Dua tahun yang lalu pernah mencoba berhenti, setelah dengan segala keterpaksaan atas penindasan hak asasi manusia yang dilakukan oleh seorang dokter. “…Anda kalau tidak mau berhenti merokok, saya tidak akan mengobati penyakit anda!” Huh! Dalam hati ini ada yang ingin terlontarkan, ” Dok! sudah dua wanita memutuskan hubungan karena rokok!” tapi rasanya waktu itu harus menahan diri, ya..demi dapat merokok secara lebih nyaman lagi nantinya. (Ular!)

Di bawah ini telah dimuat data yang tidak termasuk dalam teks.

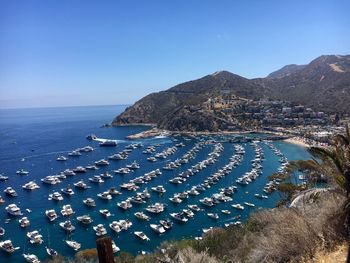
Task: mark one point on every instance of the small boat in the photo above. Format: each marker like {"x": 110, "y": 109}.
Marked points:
{"x": 67, "y": 226}
{"x": 194, "y": 208}
{"x": 96, "y": 179}
{"x": 22, "y": 172}
{"x": 51, "y": 215}
{"x": 100, "y": 230}
{"x": 67, "y": 210}
{"x": 24, "y": 222}
{"x": 81, "y": 185}
{"x": 249, "y": 204}
{"x": 35, "y": 237}
{"x": 179, "y": 217}
{"x": 108, "y": 143}
{"x": 30, "y": 186}
{"x": 13, "y": 209}
{"x": 141, "y": 235}
{"x": 167, "y": 224}
{"x": 8, "y": 246}
{"x": 10, "y": 192}
{"x": 85, "y": 219}
{"x": 61, "y": 158}
{"x": 105, "y": 195}
{"x": 67, "y": 191}
{"x": 51, "y": 252}
{"x": 101, "y": 162}
{"x": 159, "y": 189}
{"x": 157, "y": 228}
{"x": 89, "y": 202}
{"x": 55, "y": 196}
{"x": 73, "y": 244}
{"x": 105, "y": 213}
{"x": 142, "y": 216}
{"x": 238, "y": 206}
{"x": 213, "y": 215}
{"x": 31, "y": 258}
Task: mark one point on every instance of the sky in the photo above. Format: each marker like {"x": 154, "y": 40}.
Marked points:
{"x": 82, "y": 52}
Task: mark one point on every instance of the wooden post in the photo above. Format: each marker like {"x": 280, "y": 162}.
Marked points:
{"x": 104, "y": 250}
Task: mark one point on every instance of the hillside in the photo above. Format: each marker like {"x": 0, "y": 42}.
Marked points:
{"x": 323, "y": 84}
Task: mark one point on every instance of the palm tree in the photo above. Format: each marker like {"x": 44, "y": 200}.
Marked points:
{"x": 332, "y": 162}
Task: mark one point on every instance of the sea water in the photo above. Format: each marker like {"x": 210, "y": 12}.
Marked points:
{"x": 32, "y": 139}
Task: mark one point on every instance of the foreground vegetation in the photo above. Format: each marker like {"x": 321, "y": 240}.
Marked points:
{"x": 316, "y": 220}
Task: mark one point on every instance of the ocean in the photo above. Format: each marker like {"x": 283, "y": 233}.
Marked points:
{"x": 32, "y": 139}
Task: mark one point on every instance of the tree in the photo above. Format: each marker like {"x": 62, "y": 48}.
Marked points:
{"x": 332, "y": 162}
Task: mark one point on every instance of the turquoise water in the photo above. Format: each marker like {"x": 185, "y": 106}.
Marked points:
{"x": 33, "y": 138}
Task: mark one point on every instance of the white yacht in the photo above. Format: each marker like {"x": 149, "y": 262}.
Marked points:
{"x": 85, "y": 219}
{"x": 67, "y": 210}
{"x": 89, "y": 202}
{"x": 24, "y": 222}
{"x": 30, "y": 186}
{"x": 55, "y": 196}
{"x": 61, "y": 158}
{"x": 141, "y": 235}
{"x": 50, "y": 179}
{"x": 67, "y": 226}
{"x": 51, "y": 215}
{"x": 73, "y": 244}
{"x": 100, "y": 230}
{"x": 13, "y": 209}
{"x": 8, "y": 247}
{"x": 105, "y": 195}
{"x": 157, "y": 228}
{"x": 35, "y": 237}
{"x": 31, "y": 258}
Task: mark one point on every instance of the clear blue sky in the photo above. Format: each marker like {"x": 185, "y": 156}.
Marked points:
{"x": 71, "y": 52}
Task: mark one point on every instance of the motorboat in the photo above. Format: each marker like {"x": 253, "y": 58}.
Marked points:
{"x": 180, "y": 217}
{"x": 108, "y": 143}
{"x": 24, "y": 222}
{"x": 101, "y": 162}
{"x": 85, "y": 219}
{"x": 141, "y": 235}
{"x": 167, "y": 224}
{"x": 159, "y": 189}
{"x": 67, "y": 210}
{"x": 31, "y": 258}
{"x": 67, "y": 191}
{"x": 213, "y": 215}
{"x": 30, "y": 186}
{"x": 73, "y": 244}
{"x": 96, "y": 179}
{"x": 238, "y": 206}
{"x": 81, "y": 185}
{"x": 22, "y": 172}
{"x": 50, "y": 179}
{"x": 10, "y": 192}
{"x": 142, "y": 216}
{"x": 105, "y": 195}
{"x": 157, "y": 228}
{"x": 100, "y": 230}
{"x": 89, "y": 202}
{"x": 35, "y": 237}
{"x": 8, "y": 247}
{"x": 105, "y": 213}
{"x": 67, "y": 226}
{"x": 55, "y": 196}
{"x": 61, "y": 158}
{"x": 13, "y": 210}
{"x": 51, "y": 215}
{"x": 74, "y": 153}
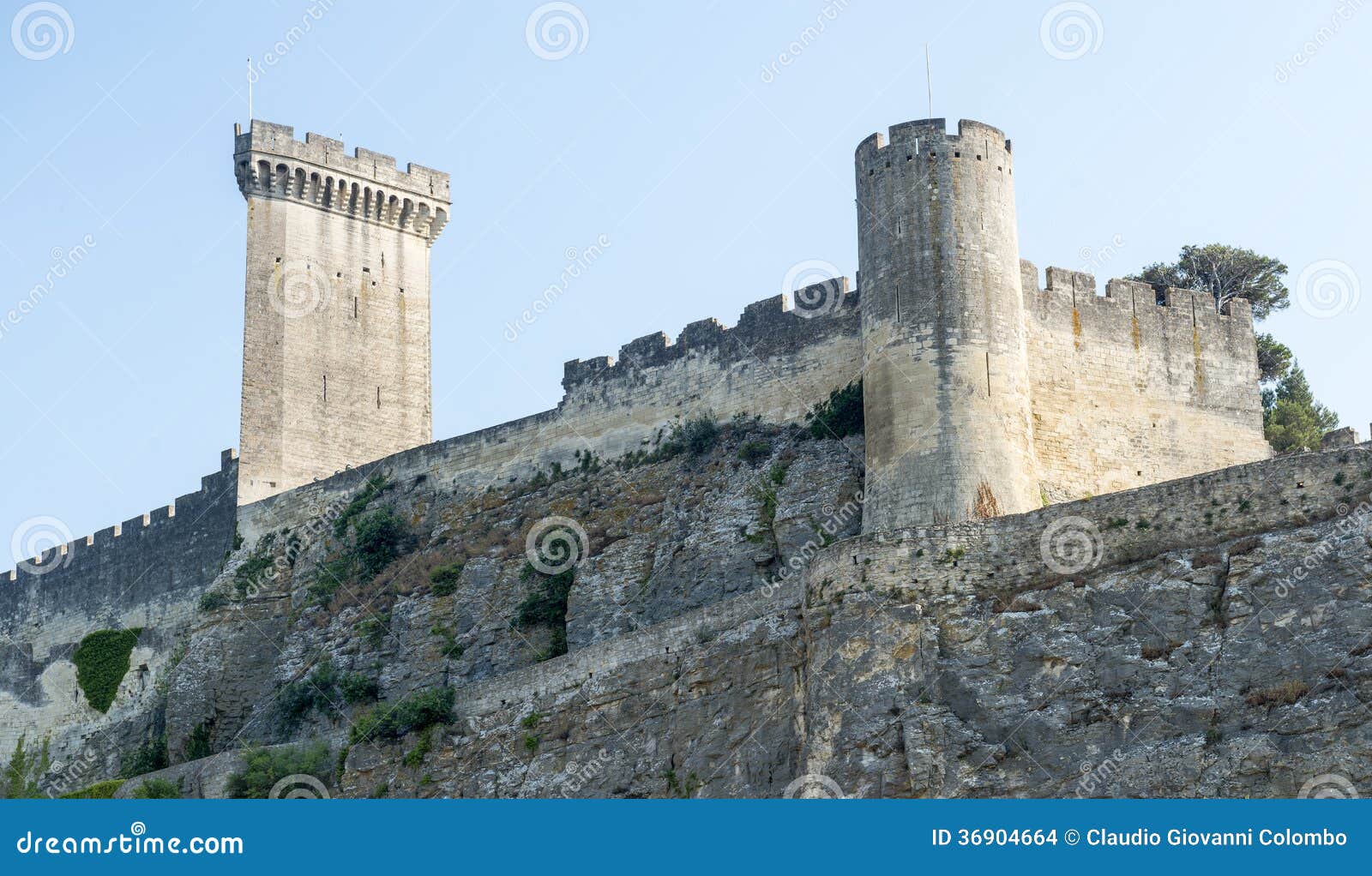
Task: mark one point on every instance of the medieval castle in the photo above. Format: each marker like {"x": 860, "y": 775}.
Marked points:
{"x": 996, "y": 406}
{"x": 984, "y": 393}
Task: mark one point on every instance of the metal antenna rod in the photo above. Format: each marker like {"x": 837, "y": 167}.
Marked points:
{"x": 930, "y": 82}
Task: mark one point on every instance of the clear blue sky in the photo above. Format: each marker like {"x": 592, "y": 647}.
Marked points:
{"x": 1179, "y": 123}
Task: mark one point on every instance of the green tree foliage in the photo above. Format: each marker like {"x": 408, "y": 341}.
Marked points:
{"x": 102, "y": 661}
{"x": 840, "y": 414}
{"x": 24, "y": 772}
{"x": 157, "y": 790}
{"x": 546, "y": 606}
{"x": 1273, "y": 358}
{"x": 1225, "y": 273}
{"x": 148, "y": 757}
{"x": 1291, "y": 418}
{"x": 262, "y": 770}
{"x": 393, "y": 720}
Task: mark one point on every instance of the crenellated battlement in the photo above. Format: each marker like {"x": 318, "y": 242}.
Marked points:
{"x": 925, "y": 140}
{"x": 766, "y": 329}
{"x": 1077, "y": 290}
{"x": 269, "y": 162}
{"x": 191, "y": 509}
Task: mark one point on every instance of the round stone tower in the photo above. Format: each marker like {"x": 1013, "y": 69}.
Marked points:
{"x": 946, "y": 377}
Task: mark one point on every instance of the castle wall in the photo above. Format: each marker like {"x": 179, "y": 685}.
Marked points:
{"x": 336, "y": 322}
{"x": 1129, "y": 391}
{"x": 775, "y": 363}
{"x": 147, "y": 572}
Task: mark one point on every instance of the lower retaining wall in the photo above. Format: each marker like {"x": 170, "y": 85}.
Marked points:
{"x": 1024, "y": 551}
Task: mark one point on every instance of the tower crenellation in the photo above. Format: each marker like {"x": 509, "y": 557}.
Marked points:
{"x": 947, "y": 400}
{"x": 336, "y": 324}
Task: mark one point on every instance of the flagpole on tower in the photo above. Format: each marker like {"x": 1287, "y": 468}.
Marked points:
{"x": 930, "y": 82}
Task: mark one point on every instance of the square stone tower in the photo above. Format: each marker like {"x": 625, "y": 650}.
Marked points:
{"x": 336, "y": 322}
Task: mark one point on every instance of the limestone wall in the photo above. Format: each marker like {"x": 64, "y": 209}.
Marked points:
{"x": 775, "y": 363}
{"x": 947, "y": 391}
{"x": 336, "y": 317}
{"x": 1129, "y": 390}
{"x": 147, "y": 572}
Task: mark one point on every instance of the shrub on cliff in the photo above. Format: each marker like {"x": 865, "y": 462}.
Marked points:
{"x": 696, "y": 438}
{"x": 840, "y": 414}
{"x": 102, "y": 661}
{"x": 157, "y": 790}
{"x": 393, "y": 720}
{"x": 262, "y": 770}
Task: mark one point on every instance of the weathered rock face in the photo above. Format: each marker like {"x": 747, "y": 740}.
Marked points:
{"x": 1200, "y": 638}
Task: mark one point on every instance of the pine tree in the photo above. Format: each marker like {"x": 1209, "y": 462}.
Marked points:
{"x": 1291, "y": 418}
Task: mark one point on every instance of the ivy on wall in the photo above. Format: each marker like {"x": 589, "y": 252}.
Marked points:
{"x": 102, "y": 661}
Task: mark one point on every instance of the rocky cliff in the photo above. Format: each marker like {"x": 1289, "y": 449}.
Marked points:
{"x": 726, "y": 633}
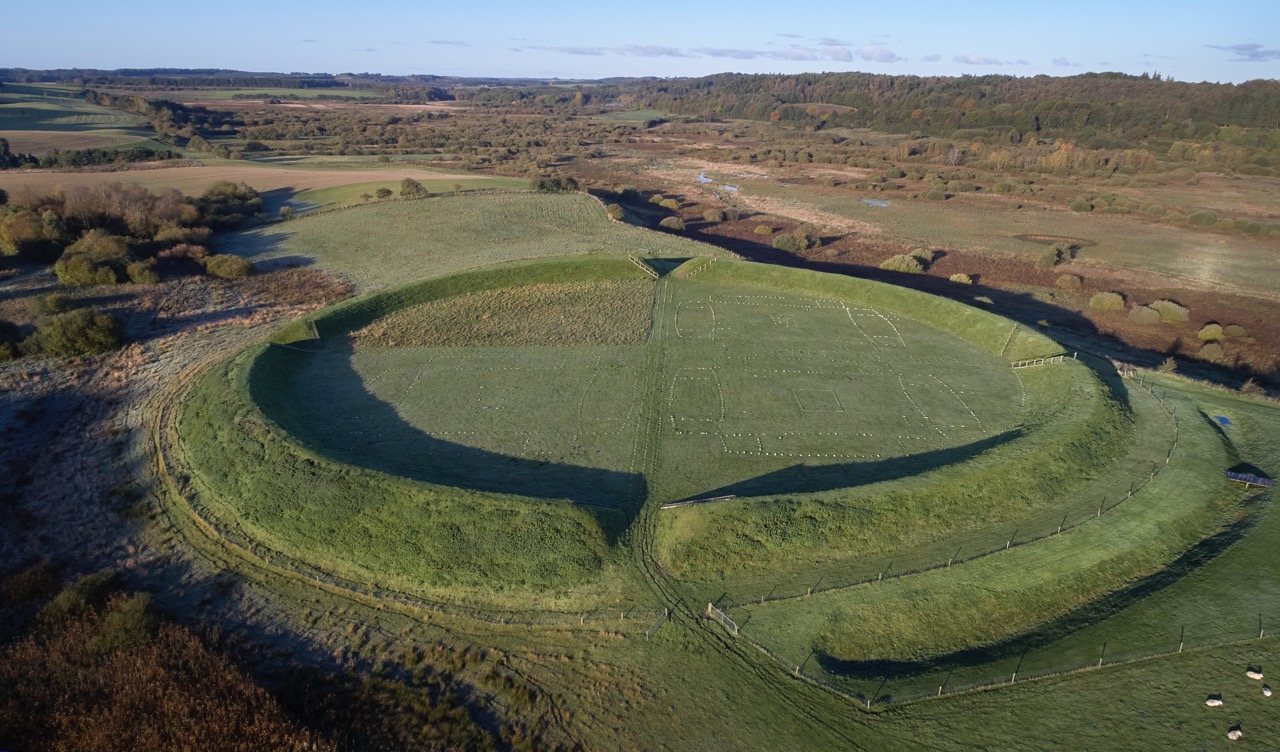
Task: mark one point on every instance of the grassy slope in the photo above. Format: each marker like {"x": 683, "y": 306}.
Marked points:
{"x": 694, "y": 696}
{"x": 1011, "y": 592}
{"x": 1159, "y": 702}
{"x": 1055, "y": 475}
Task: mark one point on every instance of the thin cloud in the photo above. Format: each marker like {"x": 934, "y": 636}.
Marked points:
{"x": 792, "y": 53}
{"x": 653, "y": 51}
{"x": 1248, "y": 53}
{"x": 837, "y": 54}
{"x": 878, "y": 54}
{"x": 728, "y": 53}
{"x": 977, "y": 60}
{"x": 592, "y": 51}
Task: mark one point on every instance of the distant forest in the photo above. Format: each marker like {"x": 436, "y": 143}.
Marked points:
{"x": 1093, "y": 105}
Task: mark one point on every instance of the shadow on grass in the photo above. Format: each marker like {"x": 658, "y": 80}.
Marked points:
{"x": 1087, "y": 615}
{"x": 804, "y": 478}
{"x": 613, "y": 498}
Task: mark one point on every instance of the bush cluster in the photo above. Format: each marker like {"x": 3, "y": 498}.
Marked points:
{"x": 903, "y": 262}
{"x": 1106, "y": 302}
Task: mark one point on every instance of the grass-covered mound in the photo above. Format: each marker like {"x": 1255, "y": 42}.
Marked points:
{"x": 549, "y": 313}
{"x": 389, "y": 243}
{"x": 490, "y": 444}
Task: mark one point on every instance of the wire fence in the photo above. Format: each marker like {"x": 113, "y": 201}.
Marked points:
{"x": 910, "y": 689}
{"x": 1029, "y": 666}
{"x": 1018, "y": 537}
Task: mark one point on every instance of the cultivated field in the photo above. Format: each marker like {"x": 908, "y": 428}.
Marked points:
{"x": 393, "y": 242}
{"x": 344, "y": 186}
{"x": 496, "y": 445}
{"x": 37, "y": 119}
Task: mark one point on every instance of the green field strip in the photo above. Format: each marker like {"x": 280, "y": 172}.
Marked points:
{"x": 383, "y": 244}
{"x": 1104, "y": 490}
{"x": 1005, "y": 595}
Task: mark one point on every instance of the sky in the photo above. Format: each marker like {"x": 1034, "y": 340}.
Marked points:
{"x": 1221, "y": 41}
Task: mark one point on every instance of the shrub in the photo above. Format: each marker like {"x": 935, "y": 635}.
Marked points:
{"x": 78, "y": 597}
{"x": 1211, "y": 352}
{"x": 1144, "y": 315}
{"x": 411, "y": 188}
{"x": 9, "y": 347}
{"x": 903, "y": 262}
{"x": 554, "y": 184}
{"x": 141, "y": 274}
{"x": 30, "y": 583}
{"x": 1210, "y": 331}
{"x": 1106, "y": 302}
{"x": 49, "y": 305}
{"x": 76, "y": 333}
{"x": 787, "y": 243}
{"x": 1069, "y": 282}
{"x": 228, "y": 266}
{"x": 1048, "y": 258}
{"x": 128, "y": 623}
{"x": 1171, "y": 311}
{"x": 923, "y": 255}
{"x": 186, "y": 251}
{"x": 1252, "y": 388}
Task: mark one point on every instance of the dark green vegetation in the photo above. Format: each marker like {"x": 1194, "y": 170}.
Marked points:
{"x": 604, "y": 312}
{"x": 389, "y": 243}
{"x": 540, "y": 510}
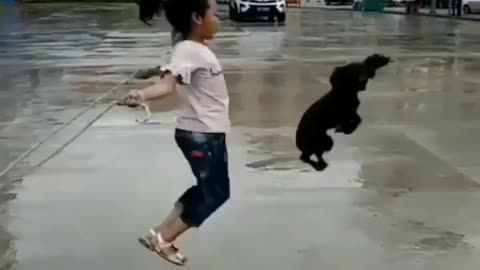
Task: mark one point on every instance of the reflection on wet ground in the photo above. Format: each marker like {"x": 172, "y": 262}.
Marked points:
{"x": 414, "y": 155}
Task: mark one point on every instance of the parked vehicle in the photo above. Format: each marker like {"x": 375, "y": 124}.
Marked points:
{"x": 339, "y": 2}
{"x": 253, "y": 9}
{"x": 471, "y": 6}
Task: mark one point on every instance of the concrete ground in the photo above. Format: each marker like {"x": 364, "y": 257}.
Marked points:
{"x": 402, "y": 192}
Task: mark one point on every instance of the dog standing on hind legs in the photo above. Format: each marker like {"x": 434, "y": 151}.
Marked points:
{"x": 336, "y": 109}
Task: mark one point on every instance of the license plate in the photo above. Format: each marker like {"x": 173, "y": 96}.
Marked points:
{"x": 263, "y": 9}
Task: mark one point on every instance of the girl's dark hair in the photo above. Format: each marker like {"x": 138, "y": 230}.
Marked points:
{"x": 178, "y": 12}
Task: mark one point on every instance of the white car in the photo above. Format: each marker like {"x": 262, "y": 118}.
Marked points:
{"x": 271, "y": 9}
{"x": 471, "y": 6}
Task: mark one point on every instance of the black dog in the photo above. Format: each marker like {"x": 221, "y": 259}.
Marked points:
{"x": 336, "y": 109}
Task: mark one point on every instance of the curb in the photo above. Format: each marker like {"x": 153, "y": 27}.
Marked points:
{"x": 433, "y": 15}
{"x": 398, "y": 13}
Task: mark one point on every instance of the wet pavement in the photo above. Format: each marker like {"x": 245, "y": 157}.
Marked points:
{"x": 401, "y": 193}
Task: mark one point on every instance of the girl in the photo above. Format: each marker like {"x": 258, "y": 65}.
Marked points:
{"x": 202, "y": 122}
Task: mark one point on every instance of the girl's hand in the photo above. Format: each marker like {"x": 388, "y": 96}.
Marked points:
{"x": 134, "y": 98}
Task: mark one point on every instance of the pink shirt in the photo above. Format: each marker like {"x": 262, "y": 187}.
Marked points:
{"x": 202, "y": 89}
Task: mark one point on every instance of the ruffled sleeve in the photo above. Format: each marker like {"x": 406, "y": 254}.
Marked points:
{"x": 185, "y": 60}
{"x": 182, "y": 71}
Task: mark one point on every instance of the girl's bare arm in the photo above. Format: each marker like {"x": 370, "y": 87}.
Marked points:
{"x": 162, "y": 88}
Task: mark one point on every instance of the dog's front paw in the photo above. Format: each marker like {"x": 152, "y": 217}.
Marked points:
{"x": 145, "y": 74}
{"x": 320, "y": 165}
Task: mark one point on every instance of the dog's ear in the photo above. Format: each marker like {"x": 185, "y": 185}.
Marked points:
{"x": 336, "y": 79}
{"x": 374, "y": 62}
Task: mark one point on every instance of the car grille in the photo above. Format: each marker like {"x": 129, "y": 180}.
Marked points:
{"x": 262, "y": 1}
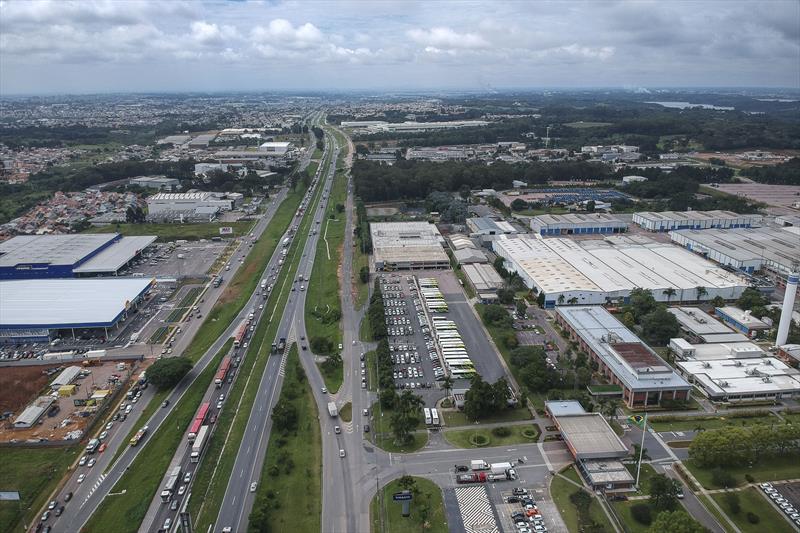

So, berhentilah waktu itu selama beberapa hari untuk menikmati asap nikotin ini sehari-harinya. 10 hari? 2 minggu? ya…ternyata memang tanpa rokok dunia ini lebih segar rasanya. Tapi kembali semua saluran pernafasan dan urat-urat peredaran darah ini teringat, bahwa dunia lebih nikmat dengan nikotin! Maka setelah 2 minggu mampu bertahan. maka dimulailah kembali dengan asap-asap nikotin itu.
Hingga hari ini, hingga saat ini, dan hingga tulisan ini dibuat, asap nikotin itu masih tetap setia menemani.
Dunia memang lebih segar tanpa asap rokok, tapi dunia lebih nikmat dengan merokok!